Good face, no body. And apparently her vagina is related to chewbaca.
I found a pair of size 15 female undies on my floor?? is that big?
I sware she could use her own nose as a dildo.
It was like the Ritz Carlton of jails. I got introduced to our criminal system the right way.
Omg. The strippers are having a batman vs spiderman showdown. Both on stage. Genius.
You have no idea how much I'm praying for my moms side of the family's infertility right now
We just filmed our own version of iron chef. The secret ingreient was whisky.
What did you cook with whisky?
We started a fire.
I don't think anybody else enjoys making out with multiple guys on the same night as much as I do. I'm like a wine taster but with lips... it's like art to me. The bruise on my upper lip is proof of it
Let's play, "guess how long my Neighbours have been watching me dance naked".

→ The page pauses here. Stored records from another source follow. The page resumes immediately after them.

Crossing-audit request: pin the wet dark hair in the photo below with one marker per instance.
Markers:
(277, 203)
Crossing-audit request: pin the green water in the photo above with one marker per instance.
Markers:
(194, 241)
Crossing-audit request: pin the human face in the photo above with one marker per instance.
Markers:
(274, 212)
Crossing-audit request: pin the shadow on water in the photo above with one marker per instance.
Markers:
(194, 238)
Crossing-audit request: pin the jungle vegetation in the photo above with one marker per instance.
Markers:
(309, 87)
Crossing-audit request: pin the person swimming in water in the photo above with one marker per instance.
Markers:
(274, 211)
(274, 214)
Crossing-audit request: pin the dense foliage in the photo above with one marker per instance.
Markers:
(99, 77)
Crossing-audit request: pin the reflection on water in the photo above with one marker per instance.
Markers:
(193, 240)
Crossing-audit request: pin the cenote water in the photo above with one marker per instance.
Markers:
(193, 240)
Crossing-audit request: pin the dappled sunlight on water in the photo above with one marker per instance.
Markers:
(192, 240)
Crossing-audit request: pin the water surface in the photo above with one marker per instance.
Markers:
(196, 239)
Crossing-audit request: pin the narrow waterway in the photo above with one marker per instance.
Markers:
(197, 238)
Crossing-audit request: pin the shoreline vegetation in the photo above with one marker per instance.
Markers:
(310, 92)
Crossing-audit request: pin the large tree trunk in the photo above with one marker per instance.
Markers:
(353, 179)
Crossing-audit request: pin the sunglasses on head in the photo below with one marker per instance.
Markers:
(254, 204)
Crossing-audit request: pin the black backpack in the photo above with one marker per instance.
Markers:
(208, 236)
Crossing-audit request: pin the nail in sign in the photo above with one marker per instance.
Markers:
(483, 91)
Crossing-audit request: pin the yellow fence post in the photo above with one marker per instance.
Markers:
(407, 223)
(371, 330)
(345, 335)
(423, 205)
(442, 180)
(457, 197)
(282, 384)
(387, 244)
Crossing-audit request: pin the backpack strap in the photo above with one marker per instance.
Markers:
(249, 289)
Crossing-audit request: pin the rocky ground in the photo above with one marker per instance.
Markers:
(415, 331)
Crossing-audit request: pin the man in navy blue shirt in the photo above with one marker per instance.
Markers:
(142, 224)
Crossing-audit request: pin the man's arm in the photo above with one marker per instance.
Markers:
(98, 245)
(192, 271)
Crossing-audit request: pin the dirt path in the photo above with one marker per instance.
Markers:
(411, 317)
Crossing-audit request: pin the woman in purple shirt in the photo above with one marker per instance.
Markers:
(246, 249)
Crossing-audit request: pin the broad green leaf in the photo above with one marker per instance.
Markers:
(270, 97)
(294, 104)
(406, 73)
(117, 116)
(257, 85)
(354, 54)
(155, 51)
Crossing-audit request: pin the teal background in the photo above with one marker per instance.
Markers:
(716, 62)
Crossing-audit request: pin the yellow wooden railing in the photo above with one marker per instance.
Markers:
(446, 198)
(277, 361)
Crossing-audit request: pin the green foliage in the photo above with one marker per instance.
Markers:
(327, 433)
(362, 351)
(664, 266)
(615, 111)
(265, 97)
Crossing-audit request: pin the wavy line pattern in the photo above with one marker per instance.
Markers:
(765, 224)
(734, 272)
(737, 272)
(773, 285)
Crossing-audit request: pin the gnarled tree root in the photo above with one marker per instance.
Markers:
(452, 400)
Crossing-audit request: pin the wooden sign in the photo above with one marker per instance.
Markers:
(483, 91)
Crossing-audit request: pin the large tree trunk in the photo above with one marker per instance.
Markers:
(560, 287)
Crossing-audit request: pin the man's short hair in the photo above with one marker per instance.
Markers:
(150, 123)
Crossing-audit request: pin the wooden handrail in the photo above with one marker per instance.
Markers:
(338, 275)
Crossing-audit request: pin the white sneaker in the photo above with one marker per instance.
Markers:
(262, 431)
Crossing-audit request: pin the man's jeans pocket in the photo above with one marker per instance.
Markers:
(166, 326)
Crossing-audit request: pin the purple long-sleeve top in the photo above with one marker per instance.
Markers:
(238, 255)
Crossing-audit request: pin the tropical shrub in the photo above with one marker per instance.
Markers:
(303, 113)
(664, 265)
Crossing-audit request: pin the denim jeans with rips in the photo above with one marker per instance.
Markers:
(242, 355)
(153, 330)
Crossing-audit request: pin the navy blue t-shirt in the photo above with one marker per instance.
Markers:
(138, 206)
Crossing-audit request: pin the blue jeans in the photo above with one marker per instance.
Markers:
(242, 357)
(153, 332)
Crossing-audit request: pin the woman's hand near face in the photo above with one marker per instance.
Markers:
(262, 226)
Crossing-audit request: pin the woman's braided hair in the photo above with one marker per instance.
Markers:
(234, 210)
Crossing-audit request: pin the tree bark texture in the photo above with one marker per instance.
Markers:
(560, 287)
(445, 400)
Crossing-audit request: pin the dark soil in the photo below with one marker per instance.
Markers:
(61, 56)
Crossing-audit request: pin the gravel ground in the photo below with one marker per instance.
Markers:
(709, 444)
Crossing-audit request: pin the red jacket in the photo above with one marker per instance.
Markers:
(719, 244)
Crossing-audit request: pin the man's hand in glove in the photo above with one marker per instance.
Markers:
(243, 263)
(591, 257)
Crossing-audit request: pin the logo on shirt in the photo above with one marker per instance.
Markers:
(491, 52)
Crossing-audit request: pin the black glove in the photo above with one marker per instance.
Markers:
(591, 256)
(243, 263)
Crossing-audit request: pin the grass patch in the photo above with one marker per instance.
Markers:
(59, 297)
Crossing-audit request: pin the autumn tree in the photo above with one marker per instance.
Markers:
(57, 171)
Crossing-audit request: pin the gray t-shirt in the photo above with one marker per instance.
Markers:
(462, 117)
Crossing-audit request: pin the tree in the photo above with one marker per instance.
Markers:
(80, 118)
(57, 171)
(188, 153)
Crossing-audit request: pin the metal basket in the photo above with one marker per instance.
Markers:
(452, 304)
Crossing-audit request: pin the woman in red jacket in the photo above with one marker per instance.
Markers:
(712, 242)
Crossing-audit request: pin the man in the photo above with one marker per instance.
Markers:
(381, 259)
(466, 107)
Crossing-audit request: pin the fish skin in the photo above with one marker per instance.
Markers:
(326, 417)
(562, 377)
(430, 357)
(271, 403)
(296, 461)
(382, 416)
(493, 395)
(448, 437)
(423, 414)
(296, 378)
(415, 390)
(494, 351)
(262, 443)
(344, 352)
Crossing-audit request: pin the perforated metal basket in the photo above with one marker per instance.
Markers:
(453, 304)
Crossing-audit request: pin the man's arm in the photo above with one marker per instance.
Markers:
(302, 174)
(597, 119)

Apparently I took a selfie with fried chicken at 2 am....I'm still trying to figure out where I got the chicken. I thought I was making mac & cheese.
This is possibly the most humiliating moment of my life. I have diarrhea, in a port-a-potty, at the Renaissance Festival.
It reeks of weed and poor life decisions in here
You know that voice that tells you to do something spontaneous after 1am? Don't listen to it.
i don't know what happened one minute im stumbling home drunk and the next im drinking pabst and smoking with a french guy ive never met named hugo.
There is a sex dungeon behind the wine cellar. This is why I hate showing foreclosures.